Ancienne victime de harcèlement dit « classique », Jean-Baptiste ajoute : « Lorsque j’avais 14 ans, les réseaux sociaux n’existaient pas, je pouvais donc couper les week-ends et pendant les vacances. Je n’imagine pas la souffrance que doivent endurer aujourd’hui les jeunes harcelés du fait de l’omniprésence des messages de harcèlement. Ils ont besoin d’être aidés. » Echanger avec un professionnel pour « cathartiser » ses tensions internes peut ainsi mener à la résilience.

Un accompagnement est aussi bien souvent très utile voire indispensable pour le ou les harceleurs. Quelle que soit l’origine, ils vivent souvent une situation de mal-être qu’il est important de traiter. Parfois, il faudra aussi considérer la classe ou le niveau pour prévenir toute récidive.

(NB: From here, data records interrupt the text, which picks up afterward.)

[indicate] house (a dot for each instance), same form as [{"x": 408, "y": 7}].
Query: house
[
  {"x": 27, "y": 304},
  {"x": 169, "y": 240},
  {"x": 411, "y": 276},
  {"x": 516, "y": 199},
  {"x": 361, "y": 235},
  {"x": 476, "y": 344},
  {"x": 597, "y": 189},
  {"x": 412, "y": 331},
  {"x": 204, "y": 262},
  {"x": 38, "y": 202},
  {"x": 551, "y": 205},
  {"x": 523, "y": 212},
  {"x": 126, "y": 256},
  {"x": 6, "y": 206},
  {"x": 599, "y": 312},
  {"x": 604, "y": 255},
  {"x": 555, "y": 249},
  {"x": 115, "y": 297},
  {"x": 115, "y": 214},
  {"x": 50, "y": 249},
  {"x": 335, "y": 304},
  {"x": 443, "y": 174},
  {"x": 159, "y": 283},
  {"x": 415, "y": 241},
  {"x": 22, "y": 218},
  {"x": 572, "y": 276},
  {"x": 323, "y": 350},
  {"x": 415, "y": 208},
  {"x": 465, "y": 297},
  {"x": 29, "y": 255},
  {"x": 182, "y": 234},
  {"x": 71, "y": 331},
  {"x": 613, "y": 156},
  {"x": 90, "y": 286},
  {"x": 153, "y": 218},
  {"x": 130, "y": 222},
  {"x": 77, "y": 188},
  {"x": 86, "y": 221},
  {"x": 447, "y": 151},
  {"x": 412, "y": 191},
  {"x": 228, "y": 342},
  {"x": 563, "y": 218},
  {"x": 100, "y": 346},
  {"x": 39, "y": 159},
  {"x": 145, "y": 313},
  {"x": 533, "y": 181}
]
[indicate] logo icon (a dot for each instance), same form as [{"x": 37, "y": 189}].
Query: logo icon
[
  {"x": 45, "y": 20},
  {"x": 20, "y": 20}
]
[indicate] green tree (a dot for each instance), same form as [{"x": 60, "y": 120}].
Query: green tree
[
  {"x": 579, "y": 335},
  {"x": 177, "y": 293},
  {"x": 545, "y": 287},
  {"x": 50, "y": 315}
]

L’association e-Enfance offre également une assistance téléphonique gratuite. En cas de problèmes de cyber-harcèlement, vous pouvez contacter le numéro vert Net Ecoute 0 800 200 000. Ce numéro vous permettra d’obtenir non seulement conseils juridiques mais aussi assistance psychologique.

 

Le cyber-harcèlement scolaire peut avoir des conséquences désastreuses sur la vie adulte. Il est donc essentiel d’être attentif à tout changement de comportement. Et surtout d’agir lorsque la situation s’aggrave et devient délétère pour l’élève.